In saying all of the above, and considering the vastness of what we can observe in the universe, the odds favour the notion that we are not alone
. Science acknowledges this and hence why we have programs like SETI. If one day we come across intelligent lifeforms out there, our best bet is to use the language of mathematics to communicate with them. The film Contact
starring Jodie Foster is quite educational. The issues surrounding religious fanaticism, the belief in a higher power or God, who should represent the human race (a theist or an atheist?) and how the world would react at the discovery of an alien civilisation are clearly addressed there.
More chances of finding alien than God.
On the "higher power"... it depends what you mean by it - in which case we may be talking semantics here. The higher power term can be used for something conscious that exists but may not necessarily have created anything and may not even be transcendental - even if the aliens give us a transcendental impression!!
Usually, things are not what they seem and it is very easy to see magic in that which you don't yet understand.
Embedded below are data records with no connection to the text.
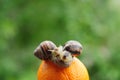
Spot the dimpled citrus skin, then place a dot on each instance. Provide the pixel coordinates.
(50, 71)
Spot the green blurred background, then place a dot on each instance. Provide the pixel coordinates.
(25, 23)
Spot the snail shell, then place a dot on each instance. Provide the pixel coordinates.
(43, 50)
(74, 47)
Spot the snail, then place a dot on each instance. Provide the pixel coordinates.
(43, 50)
(62, 55)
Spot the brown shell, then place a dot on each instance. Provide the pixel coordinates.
(43, 50)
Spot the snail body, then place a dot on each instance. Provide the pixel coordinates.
(62, 55)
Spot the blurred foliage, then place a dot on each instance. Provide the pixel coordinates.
(25, 23)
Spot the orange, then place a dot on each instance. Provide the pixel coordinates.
(50, 71)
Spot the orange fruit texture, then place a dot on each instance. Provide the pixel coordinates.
(50, 71)
(60, 63)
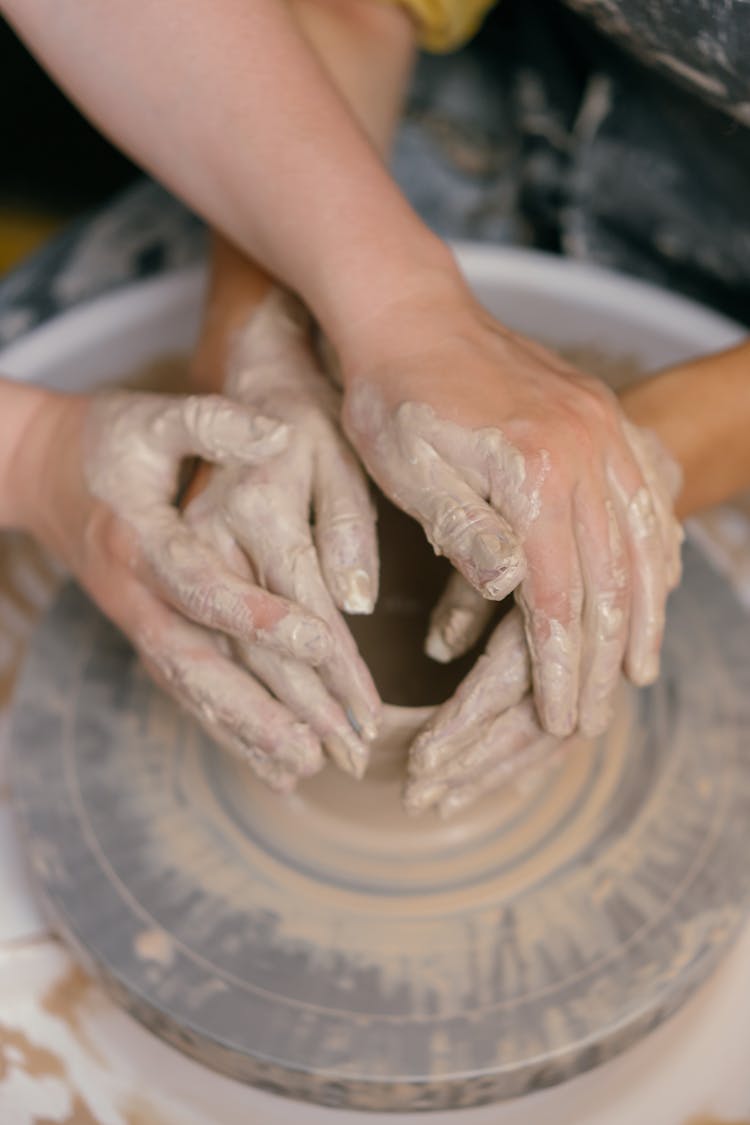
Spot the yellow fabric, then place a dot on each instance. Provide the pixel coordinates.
(445, 25)
(21, 232)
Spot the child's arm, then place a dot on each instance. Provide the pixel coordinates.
(518, 468)
(701, 411)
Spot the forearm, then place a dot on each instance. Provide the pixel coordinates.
(268, 152)
(26, 413)
(701, 411)
(368, 51)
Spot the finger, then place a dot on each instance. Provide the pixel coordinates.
(461, 525)
(507, 746)
(300, 690)
(345, 529)
(225, 700)
(458, 620)
(606, 608)
(648, 572)
(543, 754)
(218, 430)
(551, 599)
(196, 581)
(498, 681)
(287, 564)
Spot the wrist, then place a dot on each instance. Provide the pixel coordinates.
(397, 305)
(36, 455)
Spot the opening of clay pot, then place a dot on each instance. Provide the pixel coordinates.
(391, 639)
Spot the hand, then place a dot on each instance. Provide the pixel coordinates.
(525, 474)
(486, 736)
(259, 519)
(107, 471)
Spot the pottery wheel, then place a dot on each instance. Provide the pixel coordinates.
(308, 945)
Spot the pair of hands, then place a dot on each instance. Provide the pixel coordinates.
(557, 495)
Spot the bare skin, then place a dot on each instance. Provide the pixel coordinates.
(107, 511)
(488, 732)
(301, 524)
(325, 218)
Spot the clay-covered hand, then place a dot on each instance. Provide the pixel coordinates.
(526, 475)
(301, 525)
(108, 511)
(486, 736)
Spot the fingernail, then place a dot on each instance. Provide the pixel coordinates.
(498, 565)
(363, 721)
(349, 754)
(357, 592)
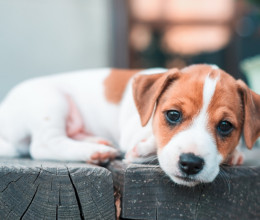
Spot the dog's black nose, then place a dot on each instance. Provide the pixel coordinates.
(190, 163)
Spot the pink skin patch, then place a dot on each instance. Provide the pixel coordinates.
(133, 153)
(75, 128)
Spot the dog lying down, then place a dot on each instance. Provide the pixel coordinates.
(192, 118)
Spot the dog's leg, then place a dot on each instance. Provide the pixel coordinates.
(144, 148)
(137, 141)
(7, 149)
(49, 139)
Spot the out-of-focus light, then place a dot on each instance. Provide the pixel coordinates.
(182, 10)
(194, 39)
(245, 27)
(140, 37)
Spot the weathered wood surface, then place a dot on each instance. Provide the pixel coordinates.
(49, 190)
(147, 193)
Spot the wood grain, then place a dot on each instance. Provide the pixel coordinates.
(49, 190)
(147, 193)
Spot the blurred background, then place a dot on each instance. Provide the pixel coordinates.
(49, 36)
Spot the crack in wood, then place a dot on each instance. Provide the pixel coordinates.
(37, 175)
(77, 196)
(27, 208)
(13, 181)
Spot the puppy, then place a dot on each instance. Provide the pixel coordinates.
(192, 118)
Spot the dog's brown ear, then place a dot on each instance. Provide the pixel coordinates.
(148, 88)
(251, 105)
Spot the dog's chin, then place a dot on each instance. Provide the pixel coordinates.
(185, 181)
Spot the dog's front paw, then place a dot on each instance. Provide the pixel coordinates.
(235, 158)
(102, 155)
(144, 148)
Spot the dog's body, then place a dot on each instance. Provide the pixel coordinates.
(193, 118)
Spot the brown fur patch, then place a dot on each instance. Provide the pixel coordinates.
(116, 82)
(226, 105)
(185, 95)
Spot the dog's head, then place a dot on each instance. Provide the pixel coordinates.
(199, 114)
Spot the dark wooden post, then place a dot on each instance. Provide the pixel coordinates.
(147, 193)
(48, 190)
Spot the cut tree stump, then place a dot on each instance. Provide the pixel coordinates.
(147, 193)
(52, 190)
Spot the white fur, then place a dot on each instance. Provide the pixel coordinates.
(196, 139)
(36, 110)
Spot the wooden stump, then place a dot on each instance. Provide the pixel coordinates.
(49, 190)
(147, 193)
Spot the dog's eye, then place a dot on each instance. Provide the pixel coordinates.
(224, 128)
(173, 116)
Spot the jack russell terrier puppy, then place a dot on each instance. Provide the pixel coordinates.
(192, 118)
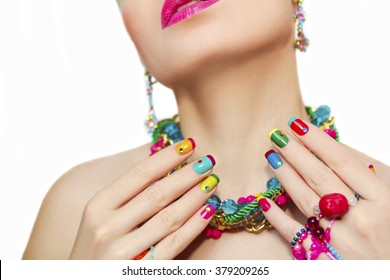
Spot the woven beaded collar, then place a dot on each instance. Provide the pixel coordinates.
(246, 212)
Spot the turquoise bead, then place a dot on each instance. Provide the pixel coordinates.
(229, 206)
(215, 201)
(273, 184)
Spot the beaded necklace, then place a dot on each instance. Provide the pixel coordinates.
(246, 213)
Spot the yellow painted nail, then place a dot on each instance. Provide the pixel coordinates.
(186, 146)
(209, 183)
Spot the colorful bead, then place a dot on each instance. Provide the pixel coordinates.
(207, 212)
(229, 206)
(209, 183)
(215, 201)
(333, 205)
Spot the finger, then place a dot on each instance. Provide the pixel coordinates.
(303, 196)
(290, 229)
(316, 174)
(338, 158)
(162, 193)
(168, 220)
(178, 241)
(143, 174)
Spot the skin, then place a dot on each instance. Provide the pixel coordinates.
(231, 66)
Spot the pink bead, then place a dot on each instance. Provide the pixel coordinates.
(332, 133)
(216, 233)
(282, 200)
(327, 235)
(299, 252)
(208, 232)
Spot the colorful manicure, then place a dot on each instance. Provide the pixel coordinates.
(274, 159)
(298, 126)
(278, 137)
(186, 146)
(204, 164)
(264, 204)
(207, 212)
(210, 183)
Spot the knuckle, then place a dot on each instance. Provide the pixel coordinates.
(341, 160)
(139, 170)
(321, 175)
(176, 242)
(305, 205)
(155, 196)
(168, 219)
Imagine showing a mobile phone or a computer to someone in 50 AD!! This goes back to what I was saying about children and how impressionable they are.
Oops, I left the forum for a few days and I've been thrown to the sidelines
Anyway, yes. I get what you are saying about the electrons.
I have a very weird feeling in my head (no, it's not the feeling of my first thought, Summerlander). It's sort of an... indescribable feeling. I have it when pondering the true reasons we exist. Not just us, everything. The whole picture. How everything
is. And the feeling arises when I let go. When I realize that there's nothing I can do to know. It's a freeing feeling. I almost feel certain detachment. A release from something... It's hard to describe. It's a part of my "believe in everything, believe in nothing" state of mind. It's the simplest and most complex state. But I would have it no other way. For me, it's the truest thing to believe. Maybe I was born different, since I seem so different. It seems everyone needs answers. But we can only do so much as humans. Who's to say we're right. Even the brightest minds can make an error we go on for the end of humanity. For all we know, we could be dreaming. Think of it. If you never awoke from a dream, you would consider it your reality. Perhaps this life is a dream, and when we die, we awake only to have another. Perhaps who I'm typing to this very moment doesn't even exist. It's all truly possible. Perhaps not in this dream, but when we awake.
Very interesting to me. Maybe we are just piles of bones and organs that exist for the sake of random occurrence. Maybe not. Maybe the entire universe we know is a figment of our imagination. Maybe not. I choose to believe in this way because it's the one thing I can be sure of. Science is also very interesting to me, but it doesn't fall outside my belief. I feel harmony, in one word. That is the feeling.